The next step will take a bit of willpower on your part, but you want to actually BEFRIEND the girl with the knowledge that you are not going to sleep with her. No matter how hot she is, you must take her out of the “I wanna FUCK!” category. This is crucial because if you go after her for the full monty (fuck), you could screw up the friendship.

But once she’s your friend, you can practice on her. Talk to her, call her up and bullshit, go out with her, let her feel safe and comfortable around you. Once she’s your buddy, get her to introduce you to her friends. Those are the ones you game on. This is because you’ll be at an advantage with them. Not only will you have a girl who is their friend hyping you up, but you’ll also be social proofed by the guy you befriended, who has also probably met the girl you’re being introduced to. Right there is instant social proof that you’re cool enough to hang with them. Then its time to game the girl, which should be easier than cold approaching because the meeting is inherent.

But when it comes to cold approaching, the women you befriend become even more powerful. This is where the real fun can happen. You can use your female friends to approach other groups of people. You can introduce her to the men while she does the same for you with the women.
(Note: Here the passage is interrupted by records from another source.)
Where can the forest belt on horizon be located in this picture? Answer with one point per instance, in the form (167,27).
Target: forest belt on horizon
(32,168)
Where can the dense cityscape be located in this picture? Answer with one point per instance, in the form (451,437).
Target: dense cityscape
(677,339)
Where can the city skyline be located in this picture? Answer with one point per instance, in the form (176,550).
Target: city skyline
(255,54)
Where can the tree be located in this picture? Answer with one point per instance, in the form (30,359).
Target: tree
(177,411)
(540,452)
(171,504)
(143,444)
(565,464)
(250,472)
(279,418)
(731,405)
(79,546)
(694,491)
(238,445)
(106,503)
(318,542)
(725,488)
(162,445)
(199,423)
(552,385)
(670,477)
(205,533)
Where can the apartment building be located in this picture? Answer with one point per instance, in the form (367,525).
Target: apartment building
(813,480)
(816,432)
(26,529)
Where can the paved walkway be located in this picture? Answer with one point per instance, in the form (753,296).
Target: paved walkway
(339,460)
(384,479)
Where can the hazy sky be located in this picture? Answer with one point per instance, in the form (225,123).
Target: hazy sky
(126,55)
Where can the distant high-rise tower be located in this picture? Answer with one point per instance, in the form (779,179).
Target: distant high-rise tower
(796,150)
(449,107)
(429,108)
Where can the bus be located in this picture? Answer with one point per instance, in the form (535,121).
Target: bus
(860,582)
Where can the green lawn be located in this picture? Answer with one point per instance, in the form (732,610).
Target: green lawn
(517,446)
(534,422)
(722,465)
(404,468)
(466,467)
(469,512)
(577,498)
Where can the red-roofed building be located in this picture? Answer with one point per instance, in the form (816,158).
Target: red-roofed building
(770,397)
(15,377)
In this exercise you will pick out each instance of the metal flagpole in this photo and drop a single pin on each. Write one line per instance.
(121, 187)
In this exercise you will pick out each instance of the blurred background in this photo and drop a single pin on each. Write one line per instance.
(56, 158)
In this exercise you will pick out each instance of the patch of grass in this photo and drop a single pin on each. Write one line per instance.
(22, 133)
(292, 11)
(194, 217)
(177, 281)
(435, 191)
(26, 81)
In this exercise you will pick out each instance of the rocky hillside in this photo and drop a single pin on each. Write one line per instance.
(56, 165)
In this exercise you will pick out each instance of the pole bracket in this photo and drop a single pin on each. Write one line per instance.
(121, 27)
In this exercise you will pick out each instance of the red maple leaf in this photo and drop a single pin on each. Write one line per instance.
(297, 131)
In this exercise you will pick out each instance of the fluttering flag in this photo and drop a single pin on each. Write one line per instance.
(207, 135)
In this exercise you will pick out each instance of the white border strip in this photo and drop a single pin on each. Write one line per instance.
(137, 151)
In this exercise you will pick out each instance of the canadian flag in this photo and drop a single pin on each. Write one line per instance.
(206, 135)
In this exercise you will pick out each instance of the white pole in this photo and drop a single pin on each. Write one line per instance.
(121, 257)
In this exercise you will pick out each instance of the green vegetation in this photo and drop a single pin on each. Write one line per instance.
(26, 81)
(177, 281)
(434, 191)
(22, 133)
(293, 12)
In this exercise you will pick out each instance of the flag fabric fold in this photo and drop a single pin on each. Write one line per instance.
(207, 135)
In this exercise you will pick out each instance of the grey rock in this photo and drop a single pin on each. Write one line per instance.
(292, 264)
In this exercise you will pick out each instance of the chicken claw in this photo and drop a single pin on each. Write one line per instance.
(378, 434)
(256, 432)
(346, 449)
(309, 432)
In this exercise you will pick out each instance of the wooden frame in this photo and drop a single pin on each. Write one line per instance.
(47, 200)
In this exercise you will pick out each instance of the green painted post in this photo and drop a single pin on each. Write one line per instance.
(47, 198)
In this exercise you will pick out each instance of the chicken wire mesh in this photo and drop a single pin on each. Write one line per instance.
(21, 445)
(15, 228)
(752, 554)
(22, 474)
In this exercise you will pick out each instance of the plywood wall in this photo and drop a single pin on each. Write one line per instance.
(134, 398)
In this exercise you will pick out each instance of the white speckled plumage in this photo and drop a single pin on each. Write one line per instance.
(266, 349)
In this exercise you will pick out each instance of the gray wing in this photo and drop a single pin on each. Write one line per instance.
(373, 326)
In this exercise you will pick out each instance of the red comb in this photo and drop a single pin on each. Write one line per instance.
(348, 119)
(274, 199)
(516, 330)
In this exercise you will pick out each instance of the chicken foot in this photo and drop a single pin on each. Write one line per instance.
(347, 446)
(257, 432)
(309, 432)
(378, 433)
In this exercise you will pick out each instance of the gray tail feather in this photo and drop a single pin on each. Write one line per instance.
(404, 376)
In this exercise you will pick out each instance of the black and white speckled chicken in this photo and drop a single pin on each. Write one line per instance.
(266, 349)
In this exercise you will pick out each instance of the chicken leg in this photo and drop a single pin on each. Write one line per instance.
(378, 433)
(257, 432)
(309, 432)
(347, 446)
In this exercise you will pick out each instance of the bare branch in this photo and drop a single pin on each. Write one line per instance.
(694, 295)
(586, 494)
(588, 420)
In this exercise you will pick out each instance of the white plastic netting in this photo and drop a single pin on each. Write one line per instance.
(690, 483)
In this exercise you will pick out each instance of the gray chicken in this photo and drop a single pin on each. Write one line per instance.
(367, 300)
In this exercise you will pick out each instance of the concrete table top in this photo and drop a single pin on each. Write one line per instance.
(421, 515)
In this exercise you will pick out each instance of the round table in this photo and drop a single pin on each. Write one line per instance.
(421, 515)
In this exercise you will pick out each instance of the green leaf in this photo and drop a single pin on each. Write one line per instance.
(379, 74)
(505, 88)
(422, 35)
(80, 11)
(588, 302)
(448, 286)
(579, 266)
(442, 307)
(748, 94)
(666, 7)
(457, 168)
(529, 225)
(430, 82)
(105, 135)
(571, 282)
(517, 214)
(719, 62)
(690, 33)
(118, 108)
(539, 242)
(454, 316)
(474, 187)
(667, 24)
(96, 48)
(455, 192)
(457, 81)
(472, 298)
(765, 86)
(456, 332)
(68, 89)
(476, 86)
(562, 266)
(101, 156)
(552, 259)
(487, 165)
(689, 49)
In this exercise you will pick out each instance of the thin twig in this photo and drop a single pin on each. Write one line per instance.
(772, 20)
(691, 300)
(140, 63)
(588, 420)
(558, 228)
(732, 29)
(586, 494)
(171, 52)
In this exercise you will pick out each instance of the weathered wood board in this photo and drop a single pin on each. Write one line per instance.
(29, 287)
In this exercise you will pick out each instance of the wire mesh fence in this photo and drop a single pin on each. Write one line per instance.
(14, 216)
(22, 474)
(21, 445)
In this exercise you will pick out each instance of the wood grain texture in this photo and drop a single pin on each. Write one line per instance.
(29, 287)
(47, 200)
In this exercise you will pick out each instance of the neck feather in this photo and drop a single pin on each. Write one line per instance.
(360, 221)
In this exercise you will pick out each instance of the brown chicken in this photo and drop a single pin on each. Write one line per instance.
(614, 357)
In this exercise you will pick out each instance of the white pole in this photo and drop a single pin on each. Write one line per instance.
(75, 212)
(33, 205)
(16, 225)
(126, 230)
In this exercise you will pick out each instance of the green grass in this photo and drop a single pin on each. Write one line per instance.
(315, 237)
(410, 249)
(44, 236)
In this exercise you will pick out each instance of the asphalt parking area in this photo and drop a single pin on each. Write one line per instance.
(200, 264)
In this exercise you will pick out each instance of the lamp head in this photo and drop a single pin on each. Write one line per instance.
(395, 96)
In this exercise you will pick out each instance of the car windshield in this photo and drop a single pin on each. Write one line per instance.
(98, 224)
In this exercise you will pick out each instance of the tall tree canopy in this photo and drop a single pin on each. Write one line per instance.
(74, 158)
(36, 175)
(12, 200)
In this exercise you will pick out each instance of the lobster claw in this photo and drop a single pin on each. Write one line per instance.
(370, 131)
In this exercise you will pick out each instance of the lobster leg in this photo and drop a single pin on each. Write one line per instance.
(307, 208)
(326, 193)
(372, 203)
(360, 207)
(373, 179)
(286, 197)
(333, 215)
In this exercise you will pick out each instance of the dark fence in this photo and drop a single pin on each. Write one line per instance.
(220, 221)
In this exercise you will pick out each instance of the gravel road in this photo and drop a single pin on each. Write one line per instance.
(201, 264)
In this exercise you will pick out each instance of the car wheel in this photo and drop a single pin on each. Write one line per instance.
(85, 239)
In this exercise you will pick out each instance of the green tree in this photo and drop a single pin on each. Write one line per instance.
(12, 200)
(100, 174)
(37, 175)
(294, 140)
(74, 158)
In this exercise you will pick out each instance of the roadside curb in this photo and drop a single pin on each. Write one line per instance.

Not only that, its natural social proof when you’re with a girl, and you feel more comfortable talking to women, which makes you more attractive.

In fact, this is so powerful that I know PUAs who’s entire game is based on Social Circles. A woman you use to help you get laid is often referred to as a “Pivot” or a “Pawn.” They are used as pieces on a chessboard to break down defenses and open doorways to score checkmate.   One guy I know is SO effective with the girls in his social circle, that if there is a guy trying to get with a female friend of his, he will actually get the guy to pull him other chicks before he social proofs the guy with his friend. This is another great tactic, especially if you’re lazy about approaching. In this situation, not only are his pivots pulling other girls for him, but the guys after his pivots are as well. And in the end, all you’re getting is a bigger social circle which will make it easier to get laid.

It is very easy to befriend women, because when you make it clear you do not want to have sex with them, they can feel safe with you and allow you to “mess up” around them in practicing your PUA skills. Not only that, but being around women will teach you SO MUCH about pick-up, your game will rapidly increase.

In his book Real World Seduction, Swinggcat says “If you want to get good at picking-up women, surround yourself by five beautiful women who are good at getting guys.” This is important, because all the best PUAs just act like really hot chicks. They steal the chick frame that gets guys all into them and turn it around on the girls. The more you hang out with women, the more you will begin to incorporate this mindset into your seduction repertoire.

So friends, I recommend you go out there and start getting to know more girls in a non-sexual way. They will help you a great deal in adding some notches to your belt. I hope to expand my social circle massively in the coming future, so that I may also reap the benefits of having many lady friends.